# tires



## gordito314 (Feb 11, 2008)

Where has everyone found to get new tires for the camper. I need new wheels also?


----------



## ctfortner (Nov 16, 2007)

I havent had to buy any for our TT, but I have looked into this before. I have heard a lot of good things about the Denman tires and the sigma towmax tires. There may be some local dealers in your area that carry them, but if not, here is one site on the web to get them. Under the manufacturers list, you will see Denman, as well as Sigma, who carries the towmax.

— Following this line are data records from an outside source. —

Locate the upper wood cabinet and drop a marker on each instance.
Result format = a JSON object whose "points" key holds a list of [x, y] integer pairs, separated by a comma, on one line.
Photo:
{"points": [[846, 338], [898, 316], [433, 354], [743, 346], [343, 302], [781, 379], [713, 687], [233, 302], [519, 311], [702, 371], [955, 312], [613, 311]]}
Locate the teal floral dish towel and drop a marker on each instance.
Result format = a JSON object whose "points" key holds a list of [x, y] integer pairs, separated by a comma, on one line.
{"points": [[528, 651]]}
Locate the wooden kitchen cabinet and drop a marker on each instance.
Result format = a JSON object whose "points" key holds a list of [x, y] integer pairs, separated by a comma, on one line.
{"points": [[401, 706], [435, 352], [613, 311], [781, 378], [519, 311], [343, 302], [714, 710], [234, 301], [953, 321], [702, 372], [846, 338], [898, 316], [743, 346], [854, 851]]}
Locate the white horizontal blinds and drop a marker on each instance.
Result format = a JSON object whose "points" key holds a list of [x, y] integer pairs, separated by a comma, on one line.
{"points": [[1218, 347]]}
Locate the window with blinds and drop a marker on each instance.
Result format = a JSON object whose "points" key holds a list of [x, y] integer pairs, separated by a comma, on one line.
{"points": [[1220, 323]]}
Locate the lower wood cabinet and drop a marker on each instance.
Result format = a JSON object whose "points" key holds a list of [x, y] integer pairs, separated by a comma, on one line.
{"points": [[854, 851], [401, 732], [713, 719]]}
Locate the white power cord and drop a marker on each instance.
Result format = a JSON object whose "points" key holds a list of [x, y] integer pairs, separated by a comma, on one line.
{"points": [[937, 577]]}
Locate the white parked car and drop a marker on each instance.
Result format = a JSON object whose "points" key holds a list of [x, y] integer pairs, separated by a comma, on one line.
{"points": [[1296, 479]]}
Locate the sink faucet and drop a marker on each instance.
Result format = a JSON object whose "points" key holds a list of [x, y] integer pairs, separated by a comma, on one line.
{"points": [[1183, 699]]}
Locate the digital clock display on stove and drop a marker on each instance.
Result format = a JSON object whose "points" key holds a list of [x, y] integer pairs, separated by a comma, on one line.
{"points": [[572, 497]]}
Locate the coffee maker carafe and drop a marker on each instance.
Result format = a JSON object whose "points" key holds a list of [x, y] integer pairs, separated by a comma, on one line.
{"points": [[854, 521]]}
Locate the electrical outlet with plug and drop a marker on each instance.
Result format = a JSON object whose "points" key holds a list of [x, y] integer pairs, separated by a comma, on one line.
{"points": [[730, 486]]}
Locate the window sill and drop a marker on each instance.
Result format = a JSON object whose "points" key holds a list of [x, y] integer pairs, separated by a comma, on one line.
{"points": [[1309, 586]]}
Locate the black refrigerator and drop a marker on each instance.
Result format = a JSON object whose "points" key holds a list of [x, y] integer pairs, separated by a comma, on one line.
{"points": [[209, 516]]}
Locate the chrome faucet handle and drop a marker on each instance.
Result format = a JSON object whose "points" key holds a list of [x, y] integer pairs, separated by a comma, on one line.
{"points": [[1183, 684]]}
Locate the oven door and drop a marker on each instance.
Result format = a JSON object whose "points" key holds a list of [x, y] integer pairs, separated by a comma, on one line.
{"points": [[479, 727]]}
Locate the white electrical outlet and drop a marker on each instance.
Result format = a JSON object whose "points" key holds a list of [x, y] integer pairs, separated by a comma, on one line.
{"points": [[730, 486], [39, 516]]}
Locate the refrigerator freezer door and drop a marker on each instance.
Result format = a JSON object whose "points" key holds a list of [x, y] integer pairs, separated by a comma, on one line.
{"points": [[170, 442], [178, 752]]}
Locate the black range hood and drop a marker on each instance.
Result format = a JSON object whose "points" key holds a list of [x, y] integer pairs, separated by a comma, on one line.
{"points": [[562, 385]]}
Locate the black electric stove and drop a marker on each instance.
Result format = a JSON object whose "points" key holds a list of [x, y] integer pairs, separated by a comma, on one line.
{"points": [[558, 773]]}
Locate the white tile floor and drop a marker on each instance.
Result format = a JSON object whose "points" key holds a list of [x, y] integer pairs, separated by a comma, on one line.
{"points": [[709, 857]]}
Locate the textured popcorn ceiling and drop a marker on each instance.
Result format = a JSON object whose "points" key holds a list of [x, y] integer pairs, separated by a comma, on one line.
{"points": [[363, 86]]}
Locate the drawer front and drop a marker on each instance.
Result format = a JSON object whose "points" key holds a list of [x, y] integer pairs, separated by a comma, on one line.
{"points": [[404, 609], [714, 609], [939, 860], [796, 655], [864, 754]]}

What type of tire dealers do you have around there? Firestone, Bridgestone, etc.. I would check with them to see if they have these, or something similar.


----------



## antigua (Dec 17, 2007)

The first place I would start would be the dealer that I bought the TT from. Every time I go in there, I see he's well stocked with both tires and rims. So try your local dealer. They would know best what type of tire to get you for the loads that will be applied to them. I know someone that bought some tires from Sears and the first road trip with the new tires one blew out. After changing that one the other blew out. He found out later that tire was really not suited for a trailer of that size. After almost killing the rep at Sears he now has proper tires on the trailer and everything is fine. Don't think that just any tire place will know the right information for your trailer. That's why I suggest going to a local dealer. They have all the specs (or at least they should have). Good luck


----------



## l2l (Jan 27, 2008)

I totally agree with antigua...

Years ago I had a tire blow out on my boat trailer for the exact same reason as above.


----------



## haroldj (Jan 31, 2008)

Yes, a local RV dealer would likely be the best bet. Some/many of them also have stores for rv products, as well as service areas, and they will have what you need.


----------



## mailfire99 (Nov 16, 2007)

Gordito, did you ever get your new tires? What did you end up going with?


----------